Encoding is usually error free. It optimises the representation of the information (helping, sometimes, to further reduce the bit rate), and

may introduce some error detection codes.

In the following sections, a review of the most important coding schemes for lossy compression is provided. Some methods are

described in their canonical form (transform coding, region based approximations, fractal coding, wavelets, hybrid methods) and some

variations and improvements presented in the scientific literature are reported and discussed.

Transform coding (DCT/Wavelets/Gabor)

A general transform coding scheme involves subdividing an NxN image into smaller nxnblocks and performing a unitary transform 

on each subimage. A unitary transform is a reversible linear transform whose kernel describes a set of complete, orthonormal discrete

basic functions. The goal of the transform is to decorrelate the original signal, and this decorrelation generally results in the signal energy

being redistributed among only a small set of transform coefficients. In this way, many coefficients may be discarded after quantisation

and prior to encoding. Also, visually lossless compression can often be achieved by incorporating the HVS contrast sensitivity function

in the quantisation of the coefficients.

Transform coding can be generalized into four stages:

  • image subdivision
  • image transformation
  • coefficient quantisation
  • Huffman encoding.

For a transform coding scheme, logical modelling is done in two steps: a segmentation one, in which the image is subdivided in

bidimensional vectors (possibly of different sizes) and a transformation step, in which the chosen transform (e.g. KLT, DCT,

Hadamard) is applied.

Quantisation can be performed in several ways. Most classical approaches use 'zonal coding', consisting in the scalar quantisation

of the coefficients belonging to a predefined area (with a fixed bit allocation), and 'threshold coding', consisting in the choice of the

coefficients of each block characterised by an absolute value exceeding a predefined threshold. Another possibility, that leads to

higher compression factors, is to apply a vector quantisation scheme to the transformed coefficients.

The same type of encoding is used for each coding method. In most cases a classicalHuffman code can be used successfully.

The JPEG and MPEG standards are examples of standards based on transform coding.

Vector quantisation

A vector quantiser can be defined mathematically as a transform operator T from a K-dimensional Euclidean space R^K to a finite

subset X in R^K made up of N vectors. This subset X becomes the vector codebook, or, more generally, the codebook.

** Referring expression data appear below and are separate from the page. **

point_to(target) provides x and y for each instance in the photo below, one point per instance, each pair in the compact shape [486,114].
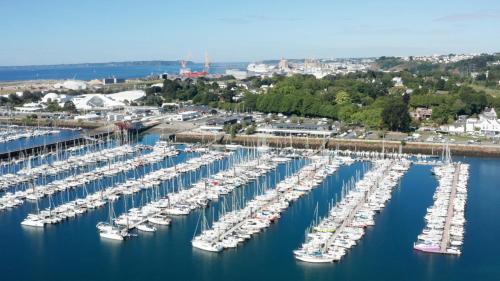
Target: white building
[398,81]
[96,102]
[236,73]
[53,97]
[30,107]
[186,115]
[71,85]
[130,96]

Clearly, the choice of the set of vectors is of major importance. The level of distortion due to the transformation T is generally

computed as the most significant error (MSE) between the "real" vector x in R^K and the corresponding vector x' = T(x) in X. This

error should be such as to minimise the Euclidean distance d.

An optimum scalar quantiser was proposed by Lloyd and Max. Later on, Linde, Buzo and Gray resumed and generalized this method,

extending it to the case of a vector quantiser. The algorithm that they proposed is derived from the KNN clusterisation method, and is

performed by iterating the following basic operations:

  • subdivide the training set into N groups (called 'partitions' or 'Voronoi regions'), which are associated with the N codebook
    letters, according to a minimum distance criterion;
  • the centroids of the Voronoi regions become the updated codebook vectors;
  • compute the average distortion: if the percent reduction in the distortion (as compared with the previous step) is below a certain
    threshold, then STOP.

Once the codebook has been designed, the coding process simply consists in the application of the T operator to the vectors of the

original image. In practice, each group of n pixels will be coded as an address in the vector codebook, that is, as a number from 1 to N.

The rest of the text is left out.